A collection of datasets from various Dutch institutions to demonstrate a Spatial Data Infrastructure built on Portolan.
# Buildings (INSPIRE Harmonized) — Kadaster / Netherlands
## What This Dataset Is
All buildings in the Netherlands — 24.2 million footprint polygons — from the BAG
(Basisregistratie Adressen en Gebouwen, the Dutch national building registry), harmonized
to the EU INSPIRE Buildings schema by Kadaster and published via PDOK.
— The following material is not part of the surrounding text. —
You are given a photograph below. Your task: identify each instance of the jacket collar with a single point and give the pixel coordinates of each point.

This is the authoritative Dutch building dataset. Every building that has ever been
registered in the BAG is here, including historical versions. Construction dates range
from before 1800 to present, with ~1 million "planned" entries dated 9999-01-01.
The dataset includes both **current** and **historical** building records. To get only
current buildings, filter for `endLifespanVersion IS NULL`.
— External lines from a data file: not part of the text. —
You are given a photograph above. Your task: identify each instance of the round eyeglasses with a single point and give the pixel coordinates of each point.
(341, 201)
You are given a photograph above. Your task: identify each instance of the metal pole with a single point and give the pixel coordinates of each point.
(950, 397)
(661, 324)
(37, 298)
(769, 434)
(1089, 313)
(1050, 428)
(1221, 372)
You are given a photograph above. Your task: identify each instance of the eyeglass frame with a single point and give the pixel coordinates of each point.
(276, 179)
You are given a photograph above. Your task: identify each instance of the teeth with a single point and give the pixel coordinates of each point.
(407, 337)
**No building heights or floor counts.** The INSPIRE Buildings 2D profile from PDOK only
includes footprints, construction dates, and identifiers. For heights, use
[3DBAG](https://3dbag.nl) from TU Delft, which derives building heights from the AHN
point cloud and includes fields like `h_dak_50pct` (median roof height).
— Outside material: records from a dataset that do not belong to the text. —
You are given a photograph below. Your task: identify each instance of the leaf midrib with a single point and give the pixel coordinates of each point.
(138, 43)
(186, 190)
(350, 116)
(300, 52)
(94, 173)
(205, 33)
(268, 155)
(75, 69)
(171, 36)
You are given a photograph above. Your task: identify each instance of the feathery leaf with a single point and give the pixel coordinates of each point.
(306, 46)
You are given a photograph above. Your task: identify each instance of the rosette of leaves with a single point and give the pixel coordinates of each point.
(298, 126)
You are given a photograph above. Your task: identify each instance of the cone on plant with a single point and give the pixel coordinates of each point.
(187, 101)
**Source:** https://www.pdok.nl/introductie/-/article/gebouwen-inspire-geharmoniseerd-
**Provider:** Kadaster (Netherlands Cadastre, Land Registry and Mapping Agency)
**License:** CC0 (public domain)
## How to Access
This is a GeoParquet 1.1.0 file with bbox covering columns and Hilbert spatial sorting,
making it efficient for spatial range queries. Use DuckDB with the spatial extension.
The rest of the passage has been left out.